His words were cut off by Maka’s soft shushing and the twitch of her fingers on his thigh. She glared at him with as much strength as she could muster.

“No. This is not your fault, Soul. None of this is your fault. If you want someone to blame, try Asura. Or Medusa, for cooking up the Black Blood in the first place.”

Soul knew the words were meant to comfort him, but they rather lost their effect when her blood was literally staining his hands a dull crimson. He closed his eyes and gently cycled up the strength of their resonance, bolstering Maka’s soul with his own energy. It was all he could do for her at this point. Maka sighed as the comfort of her partner’s wavelength, so long denied her, now wrapped her soul with its warmth. They remained there in near-total silence for a moment, each drinking in the other’s comfort and closeness.

Wait. Silence?

“Well, isn’t this a touching scene?” drawled Soul’s voice from somewhere behind them.

The scythe was sorely tempted to whip his entire body around to investigate, but he knew that doing so would only injure Maka further. Gently lowering her body to the floor, he ensured that she was in a stable position before giving into the urge. He slipped into a combat pose on instinct, only to find… himself. His double stood before him as if he were looking into a mirror, wearing the same pinstripe suit in which Soul always found himself in the Black Room. He was leaning up against a small, round table bearing a gramophone, one hand braced against the table’s edge while the other held the needle away from the record. Soul studied him intently, eyes flickering up and back across his double’s features. The resemblance was nearly perfect, he noted, down to the slightest detail in composition. The only difference was the eyes. His double’s eyes weren’t the bright crimson that he was used to seeing in the mirror. Instead they appeared to be washed out, duller – the same dark grey as which his own eyes would appear in a black-and-white picture. Huh. _This must have been what Maka meant by him not being real,_ he realized abruptly, and glared at his doppelganger.

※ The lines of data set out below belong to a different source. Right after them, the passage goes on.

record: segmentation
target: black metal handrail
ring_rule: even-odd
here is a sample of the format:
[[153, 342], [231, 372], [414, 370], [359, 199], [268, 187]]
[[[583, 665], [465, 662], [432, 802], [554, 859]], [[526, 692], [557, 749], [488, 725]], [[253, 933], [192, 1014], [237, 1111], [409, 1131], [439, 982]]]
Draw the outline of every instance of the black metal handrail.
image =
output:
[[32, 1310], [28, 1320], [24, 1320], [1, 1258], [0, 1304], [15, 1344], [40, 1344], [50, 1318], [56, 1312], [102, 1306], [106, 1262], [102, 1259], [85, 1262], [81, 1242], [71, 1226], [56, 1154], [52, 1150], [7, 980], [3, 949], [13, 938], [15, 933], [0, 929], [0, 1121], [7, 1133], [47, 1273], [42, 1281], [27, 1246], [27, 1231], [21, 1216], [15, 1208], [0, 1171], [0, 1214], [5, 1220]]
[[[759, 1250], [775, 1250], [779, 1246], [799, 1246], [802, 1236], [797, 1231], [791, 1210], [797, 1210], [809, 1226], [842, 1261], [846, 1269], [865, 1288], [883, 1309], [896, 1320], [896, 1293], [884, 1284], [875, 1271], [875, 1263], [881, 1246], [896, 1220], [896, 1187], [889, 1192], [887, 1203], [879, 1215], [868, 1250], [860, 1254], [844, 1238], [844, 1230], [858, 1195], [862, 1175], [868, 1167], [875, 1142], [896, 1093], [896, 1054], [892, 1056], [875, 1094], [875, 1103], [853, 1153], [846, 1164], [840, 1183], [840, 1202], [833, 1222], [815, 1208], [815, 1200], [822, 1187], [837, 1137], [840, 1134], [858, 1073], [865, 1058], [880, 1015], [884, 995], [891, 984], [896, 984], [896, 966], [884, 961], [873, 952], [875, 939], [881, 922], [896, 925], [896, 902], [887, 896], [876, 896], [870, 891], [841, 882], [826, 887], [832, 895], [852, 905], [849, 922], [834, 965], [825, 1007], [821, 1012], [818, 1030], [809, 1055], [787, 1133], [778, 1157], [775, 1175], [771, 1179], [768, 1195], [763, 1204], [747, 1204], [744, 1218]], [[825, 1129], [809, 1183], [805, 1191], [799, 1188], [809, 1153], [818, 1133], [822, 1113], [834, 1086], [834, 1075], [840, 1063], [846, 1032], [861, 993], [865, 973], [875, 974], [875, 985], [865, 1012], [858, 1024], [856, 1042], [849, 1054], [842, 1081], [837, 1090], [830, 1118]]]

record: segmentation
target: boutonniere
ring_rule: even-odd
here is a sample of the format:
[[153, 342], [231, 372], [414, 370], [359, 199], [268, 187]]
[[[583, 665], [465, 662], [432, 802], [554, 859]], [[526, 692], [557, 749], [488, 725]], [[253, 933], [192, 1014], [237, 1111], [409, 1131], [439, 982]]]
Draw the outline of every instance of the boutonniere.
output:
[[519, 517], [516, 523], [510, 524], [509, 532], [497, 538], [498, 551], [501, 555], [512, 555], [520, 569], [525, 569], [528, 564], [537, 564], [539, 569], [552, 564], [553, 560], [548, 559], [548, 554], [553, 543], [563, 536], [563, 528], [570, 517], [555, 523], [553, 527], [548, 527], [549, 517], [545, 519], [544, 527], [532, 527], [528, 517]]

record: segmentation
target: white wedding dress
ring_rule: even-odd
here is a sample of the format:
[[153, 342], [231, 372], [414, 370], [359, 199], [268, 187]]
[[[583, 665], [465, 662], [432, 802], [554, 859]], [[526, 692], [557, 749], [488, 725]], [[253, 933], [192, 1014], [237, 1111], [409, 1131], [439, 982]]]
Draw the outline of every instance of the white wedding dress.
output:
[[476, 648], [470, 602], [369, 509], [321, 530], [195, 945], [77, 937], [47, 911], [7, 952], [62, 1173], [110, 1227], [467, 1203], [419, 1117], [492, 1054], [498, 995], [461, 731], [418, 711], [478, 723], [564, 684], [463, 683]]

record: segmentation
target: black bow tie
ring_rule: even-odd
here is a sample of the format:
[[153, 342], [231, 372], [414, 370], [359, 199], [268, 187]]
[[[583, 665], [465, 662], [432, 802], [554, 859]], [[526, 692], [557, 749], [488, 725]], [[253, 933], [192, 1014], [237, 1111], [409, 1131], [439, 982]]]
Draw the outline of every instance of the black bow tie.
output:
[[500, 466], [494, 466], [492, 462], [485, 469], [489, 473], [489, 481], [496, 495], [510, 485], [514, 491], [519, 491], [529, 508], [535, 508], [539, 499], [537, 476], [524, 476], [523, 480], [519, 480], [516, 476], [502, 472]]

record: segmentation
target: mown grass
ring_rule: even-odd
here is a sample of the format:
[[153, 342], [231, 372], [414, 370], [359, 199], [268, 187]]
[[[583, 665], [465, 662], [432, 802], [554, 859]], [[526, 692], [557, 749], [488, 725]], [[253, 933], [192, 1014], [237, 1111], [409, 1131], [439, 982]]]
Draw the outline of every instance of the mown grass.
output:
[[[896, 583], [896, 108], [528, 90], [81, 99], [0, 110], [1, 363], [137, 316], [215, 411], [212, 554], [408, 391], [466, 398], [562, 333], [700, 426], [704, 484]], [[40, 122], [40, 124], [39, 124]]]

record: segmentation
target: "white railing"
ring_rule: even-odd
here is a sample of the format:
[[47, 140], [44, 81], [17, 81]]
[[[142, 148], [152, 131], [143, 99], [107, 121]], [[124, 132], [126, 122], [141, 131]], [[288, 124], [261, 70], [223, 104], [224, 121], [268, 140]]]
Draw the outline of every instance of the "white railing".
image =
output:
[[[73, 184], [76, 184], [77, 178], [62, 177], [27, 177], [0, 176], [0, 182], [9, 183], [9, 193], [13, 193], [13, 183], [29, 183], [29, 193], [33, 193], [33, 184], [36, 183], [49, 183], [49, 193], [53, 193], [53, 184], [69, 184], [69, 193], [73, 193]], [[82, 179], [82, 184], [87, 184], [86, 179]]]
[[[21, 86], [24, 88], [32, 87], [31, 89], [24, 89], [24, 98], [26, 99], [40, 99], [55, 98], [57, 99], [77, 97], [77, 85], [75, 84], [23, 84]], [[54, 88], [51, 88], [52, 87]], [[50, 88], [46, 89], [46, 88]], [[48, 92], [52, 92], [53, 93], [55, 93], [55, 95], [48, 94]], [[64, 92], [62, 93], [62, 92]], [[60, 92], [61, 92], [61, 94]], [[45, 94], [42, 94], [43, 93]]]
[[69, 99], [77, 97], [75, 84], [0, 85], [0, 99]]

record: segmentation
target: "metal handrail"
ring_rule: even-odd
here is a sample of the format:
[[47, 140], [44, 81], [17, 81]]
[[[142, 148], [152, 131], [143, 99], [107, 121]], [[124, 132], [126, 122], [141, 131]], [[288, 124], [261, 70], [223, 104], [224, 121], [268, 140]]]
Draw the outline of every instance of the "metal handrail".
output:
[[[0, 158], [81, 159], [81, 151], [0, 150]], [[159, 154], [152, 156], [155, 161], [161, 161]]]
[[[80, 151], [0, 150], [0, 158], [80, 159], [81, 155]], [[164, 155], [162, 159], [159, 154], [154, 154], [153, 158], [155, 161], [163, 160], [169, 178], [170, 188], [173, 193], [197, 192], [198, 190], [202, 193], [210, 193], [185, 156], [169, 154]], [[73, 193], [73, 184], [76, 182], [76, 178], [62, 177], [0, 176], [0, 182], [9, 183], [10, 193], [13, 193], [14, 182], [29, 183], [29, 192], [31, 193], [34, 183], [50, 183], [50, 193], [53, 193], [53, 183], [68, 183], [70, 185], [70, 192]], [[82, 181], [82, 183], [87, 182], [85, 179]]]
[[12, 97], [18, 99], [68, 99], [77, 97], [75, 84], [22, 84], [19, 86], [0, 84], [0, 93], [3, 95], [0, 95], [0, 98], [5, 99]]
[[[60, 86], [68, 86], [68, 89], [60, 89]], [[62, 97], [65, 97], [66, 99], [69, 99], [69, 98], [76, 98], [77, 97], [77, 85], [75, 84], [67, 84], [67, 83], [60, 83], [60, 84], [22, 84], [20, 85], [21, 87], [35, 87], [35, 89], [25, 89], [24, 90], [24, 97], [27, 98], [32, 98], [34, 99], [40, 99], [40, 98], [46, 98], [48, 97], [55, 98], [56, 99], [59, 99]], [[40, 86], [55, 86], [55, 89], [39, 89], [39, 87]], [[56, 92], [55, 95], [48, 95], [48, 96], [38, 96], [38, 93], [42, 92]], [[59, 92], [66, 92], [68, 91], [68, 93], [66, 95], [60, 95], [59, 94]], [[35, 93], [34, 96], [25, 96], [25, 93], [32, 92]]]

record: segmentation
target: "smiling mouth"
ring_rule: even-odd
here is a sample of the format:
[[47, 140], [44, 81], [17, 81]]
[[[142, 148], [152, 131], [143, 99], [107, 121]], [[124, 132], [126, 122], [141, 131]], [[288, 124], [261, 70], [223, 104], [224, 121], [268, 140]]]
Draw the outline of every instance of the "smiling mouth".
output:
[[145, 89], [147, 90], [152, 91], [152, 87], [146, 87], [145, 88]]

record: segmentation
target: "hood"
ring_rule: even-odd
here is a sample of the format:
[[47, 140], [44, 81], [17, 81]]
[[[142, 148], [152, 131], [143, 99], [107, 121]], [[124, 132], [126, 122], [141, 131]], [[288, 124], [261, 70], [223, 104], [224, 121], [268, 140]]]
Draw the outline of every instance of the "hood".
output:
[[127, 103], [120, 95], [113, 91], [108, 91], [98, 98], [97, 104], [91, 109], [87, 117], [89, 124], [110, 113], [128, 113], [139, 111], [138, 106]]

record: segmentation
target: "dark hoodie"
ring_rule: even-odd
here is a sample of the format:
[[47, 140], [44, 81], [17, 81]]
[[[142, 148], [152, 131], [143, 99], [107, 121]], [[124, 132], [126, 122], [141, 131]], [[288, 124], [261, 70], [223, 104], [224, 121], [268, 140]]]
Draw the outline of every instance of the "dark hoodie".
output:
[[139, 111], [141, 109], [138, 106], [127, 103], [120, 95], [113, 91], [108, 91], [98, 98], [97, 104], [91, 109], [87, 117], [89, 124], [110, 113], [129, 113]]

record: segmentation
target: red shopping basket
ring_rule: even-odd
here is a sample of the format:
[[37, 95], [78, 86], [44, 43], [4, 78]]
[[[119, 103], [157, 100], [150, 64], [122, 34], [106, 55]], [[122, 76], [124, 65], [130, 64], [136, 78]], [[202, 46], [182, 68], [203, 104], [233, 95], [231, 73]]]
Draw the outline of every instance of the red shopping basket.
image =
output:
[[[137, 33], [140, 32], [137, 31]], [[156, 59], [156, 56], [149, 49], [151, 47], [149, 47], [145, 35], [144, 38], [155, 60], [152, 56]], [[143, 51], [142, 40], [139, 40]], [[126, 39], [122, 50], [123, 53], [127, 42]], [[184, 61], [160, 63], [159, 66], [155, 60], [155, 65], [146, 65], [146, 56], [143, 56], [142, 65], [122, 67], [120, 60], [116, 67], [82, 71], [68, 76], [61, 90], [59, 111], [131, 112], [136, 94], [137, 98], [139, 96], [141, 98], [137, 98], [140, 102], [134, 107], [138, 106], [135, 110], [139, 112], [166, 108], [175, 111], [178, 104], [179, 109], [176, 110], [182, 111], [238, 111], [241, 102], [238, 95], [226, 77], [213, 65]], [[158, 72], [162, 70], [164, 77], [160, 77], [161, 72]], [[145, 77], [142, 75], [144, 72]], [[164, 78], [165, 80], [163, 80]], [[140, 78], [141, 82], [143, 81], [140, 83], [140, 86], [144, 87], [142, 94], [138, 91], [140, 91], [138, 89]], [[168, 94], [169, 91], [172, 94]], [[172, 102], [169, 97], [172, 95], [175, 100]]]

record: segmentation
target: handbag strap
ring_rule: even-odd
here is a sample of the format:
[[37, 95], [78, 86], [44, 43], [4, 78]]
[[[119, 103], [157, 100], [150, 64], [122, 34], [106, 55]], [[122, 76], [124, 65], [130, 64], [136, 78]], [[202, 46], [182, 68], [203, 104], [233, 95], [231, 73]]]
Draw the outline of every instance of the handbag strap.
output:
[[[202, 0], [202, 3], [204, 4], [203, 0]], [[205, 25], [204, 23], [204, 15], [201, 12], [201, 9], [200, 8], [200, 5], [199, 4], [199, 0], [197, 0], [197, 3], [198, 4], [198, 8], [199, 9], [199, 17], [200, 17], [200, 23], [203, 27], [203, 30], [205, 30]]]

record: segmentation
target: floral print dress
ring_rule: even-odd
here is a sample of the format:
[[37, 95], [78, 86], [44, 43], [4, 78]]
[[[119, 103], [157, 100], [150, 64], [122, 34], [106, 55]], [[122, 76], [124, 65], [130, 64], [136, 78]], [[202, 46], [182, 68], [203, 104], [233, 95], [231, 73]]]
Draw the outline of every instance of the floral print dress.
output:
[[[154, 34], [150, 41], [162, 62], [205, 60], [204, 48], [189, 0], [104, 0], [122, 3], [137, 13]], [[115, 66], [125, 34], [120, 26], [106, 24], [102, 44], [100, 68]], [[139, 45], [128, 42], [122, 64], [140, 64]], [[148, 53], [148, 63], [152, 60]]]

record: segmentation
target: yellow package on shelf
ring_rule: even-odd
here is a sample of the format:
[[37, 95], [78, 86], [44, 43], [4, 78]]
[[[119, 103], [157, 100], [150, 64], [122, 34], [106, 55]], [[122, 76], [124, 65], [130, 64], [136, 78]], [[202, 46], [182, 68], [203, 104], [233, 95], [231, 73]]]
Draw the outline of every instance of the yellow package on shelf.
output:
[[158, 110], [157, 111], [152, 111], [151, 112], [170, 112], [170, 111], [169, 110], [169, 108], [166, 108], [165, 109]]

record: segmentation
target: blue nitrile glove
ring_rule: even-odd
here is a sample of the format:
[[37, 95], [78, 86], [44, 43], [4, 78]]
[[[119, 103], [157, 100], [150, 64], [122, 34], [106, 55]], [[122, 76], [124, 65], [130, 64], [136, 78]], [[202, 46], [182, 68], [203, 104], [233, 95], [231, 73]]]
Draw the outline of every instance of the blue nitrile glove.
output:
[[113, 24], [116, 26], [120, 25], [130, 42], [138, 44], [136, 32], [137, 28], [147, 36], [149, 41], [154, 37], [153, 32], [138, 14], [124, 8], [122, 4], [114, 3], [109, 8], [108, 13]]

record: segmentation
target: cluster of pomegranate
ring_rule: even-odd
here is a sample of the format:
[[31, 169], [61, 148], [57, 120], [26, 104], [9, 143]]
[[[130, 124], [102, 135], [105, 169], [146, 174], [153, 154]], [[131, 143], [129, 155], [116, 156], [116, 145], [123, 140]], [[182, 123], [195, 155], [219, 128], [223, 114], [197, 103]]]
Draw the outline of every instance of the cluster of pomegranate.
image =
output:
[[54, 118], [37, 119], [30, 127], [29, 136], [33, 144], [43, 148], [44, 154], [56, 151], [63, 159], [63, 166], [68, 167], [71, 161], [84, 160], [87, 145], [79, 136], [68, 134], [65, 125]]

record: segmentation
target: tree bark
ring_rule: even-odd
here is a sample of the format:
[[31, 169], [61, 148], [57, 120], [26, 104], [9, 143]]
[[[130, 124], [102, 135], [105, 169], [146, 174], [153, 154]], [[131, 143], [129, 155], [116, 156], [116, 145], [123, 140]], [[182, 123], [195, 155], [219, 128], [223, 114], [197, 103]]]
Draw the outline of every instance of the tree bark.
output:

“Oni,” he growled, baring his pointed teeth as his double smirked.

“Soul,” replied the Oni, voice the same mix of sardonic politeness as it usually bore in his bulbous-red-skinned form. He extended an arm to the walls of the octagonal room, as though welcoming the weapon to his domain. “I see you’ve noticed the changes in décor.”

“What did you do to my meister, you son of a bitch?” he spat, having not missed the way Maka had flinched against him the second the little demon had opened his mouth. _Actually_ his mouth, since the Oni was wearing his skin.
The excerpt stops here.